For those of you that want a bit more, here we go…
As many long-time readers (hi there!) will know I am a huge fan of American comedian Bill Hicks. This is all thanks to my best mate, Peter, who would listen to Hicks’ CDs as he went to sleep. Any night I was staying over – and sleeping on his floor – I would be listening to Hicks ranting about various issues and was intrigued by what he had to say. Now, I have the CDs, I have the DVDs and a number of books and have enjoyed them all. If I find out about a Hicks-related event going on that I can get to, I’ll be there. Sadly, I hear of far too few of them in my part of the world and don’t know enough to be able to put one on myself, so imagine my joy when I heard that there was to be a screening of a new biographical documentary on him – “American: The Bill Hicks Story” – at the Glasgow Film Festival last Saturday night. The only problem was that I found out on the Thursday morning before it was due to happen! After a quick phone call to Peter to see if he wanted, and was able, to go too (sadly, he couldn’t make it) I booked my ticket and was set.
The screening was to be held in the Glasgow Film Theatre (the GFT), a place that I had passed on a couple of occasions but never been in. It is a beautiful building in the “art deco” style which, from what I have been able to find out, was opened in the 1930s as the Cosmo and became the GFT in the mid-1980s. It has the Glasgow home of art-house and foreign-language films ever since it opened and is one of the main performance venues during the Glasgow Film Festival.
As for the documentary itself, I cannot find enough superlatives to describe it. Sure, I was pretty sure that I’d enjoy it, but didn’t know I would enjoy it this much! My one worry was that it would be too much like “It’s Just A Ride”, a documentary that Channel 4 made a number of years ago and that is now available in the UK on the “Totally Bill Hicks” DVD. But this was completely different. Except for a shot of Dwight Slade talking on camera at the start, there was a distinct lack of “talking heads” in this as most of the visuals were taken up by pictures from Hicks’ past as well as his archives. There was, of course, footage of him performing at various points in through his career including some very early footage of him performing at the Comedy Annex in Houston when he was still at school. I had to stop myself from playing sing-a-long-a-Hicks with a couple of my favourite routines that are included in the documentary!
What made this documentary stand out was that the stills images used were not just static. A large number had been animated to act out certain episodes from Hicks’ life such as sneaking out of his house to perform when he was too young, moving to Los Angeles to become a comedian as well as his most famous experience with magic mushrooms. This gave this documentary a feeling that it was more than just “here’s the life of Bill Hicks” and feeling more of “here’s the story of Bill Hicks’ life”. Sure, there were bits missed out; there had to be to give the documentary some flow.

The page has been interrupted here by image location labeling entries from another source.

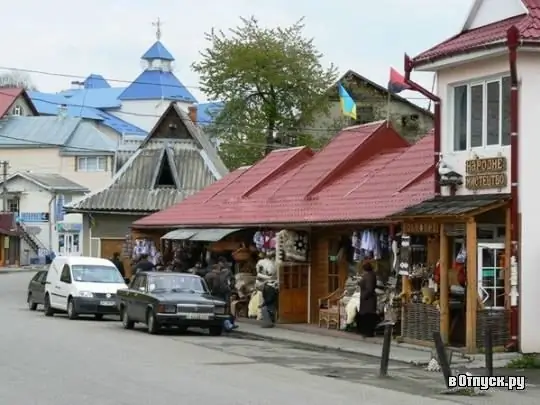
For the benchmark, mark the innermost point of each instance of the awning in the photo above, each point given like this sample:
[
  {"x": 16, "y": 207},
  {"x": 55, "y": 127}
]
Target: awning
[
  {"x": 180, "y": 234},
  {"x": 452, "y": 206},
  {"x": 212, "y": 235}
]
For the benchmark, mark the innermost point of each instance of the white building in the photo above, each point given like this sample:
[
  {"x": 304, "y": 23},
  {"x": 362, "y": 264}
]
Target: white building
[
  {"x": 39, "y": 199},
  {"x": 474, "y": 86}
]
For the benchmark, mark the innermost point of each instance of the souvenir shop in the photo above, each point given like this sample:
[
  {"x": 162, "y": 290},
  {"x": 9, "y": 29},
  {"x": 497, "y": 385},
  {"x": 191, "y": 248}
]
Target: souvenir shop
[
  {"x": 337, "y": 269},
  {"x": 454, "y": 271},
  {"x": 258, "y": 258}
]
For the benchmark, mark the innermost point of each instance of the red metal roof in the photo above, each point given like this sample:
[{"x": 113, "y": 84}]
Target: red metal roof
[
  {"x": 364, "y": 174},
  {"x": 490, "y": 35},
  {"x": 8, "y": 97}
]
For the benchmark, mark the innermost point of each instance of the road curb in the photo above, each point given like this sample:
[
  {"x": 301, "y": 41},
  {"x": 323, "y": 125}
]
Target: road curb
[{"x": 324, "y": 347}]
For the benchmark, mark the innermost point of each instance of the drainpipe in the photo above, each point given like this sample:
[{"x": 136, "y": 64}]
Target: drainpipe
[
  {"x": 513, "y": 38},
  {"x": 436, "y": 118}
]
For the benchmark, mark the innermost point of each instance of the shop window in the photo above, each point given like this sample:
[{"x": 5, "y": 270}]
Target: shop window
[
  {"x": 333, "y": 266},
  {"x": 481, "y": 114},
  {"x": 491, "y": 275}
]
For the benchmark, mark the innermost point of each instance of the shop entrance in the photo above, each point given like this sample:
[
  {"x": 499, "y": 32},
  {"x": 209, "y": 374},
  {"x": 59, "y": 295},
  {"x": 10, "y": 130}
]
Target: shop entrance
[
  {"x": 491, "y": 274},
  {"x": 293, "y": 294},
  {"x": 69, "y": 244}
]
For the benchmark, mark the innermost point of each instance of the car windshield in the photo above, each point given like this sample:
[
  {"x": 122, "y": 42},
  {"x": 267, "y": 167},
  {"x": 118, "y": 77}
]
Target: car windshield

There isn’t much mention about his religious views and his relationships are not really mentioned at all but, to be honest, their omission did not detract from the story at all.
At the end of the documentary, the 2 Directors, Matt Harlock and Paul Thomas, took questions from the audience about the documentary and its making. They told a few interesting stories about the making of it, as well as how long it took them to get the trust of the Hicks family so they could get access to the archived material.
In my opinion, their trust was justified as Harlock and Thomas have lovingly created a brilliant documentary that, as others have said before me, will engage both those who are fans of Hicks as well as those who have yet to discover him.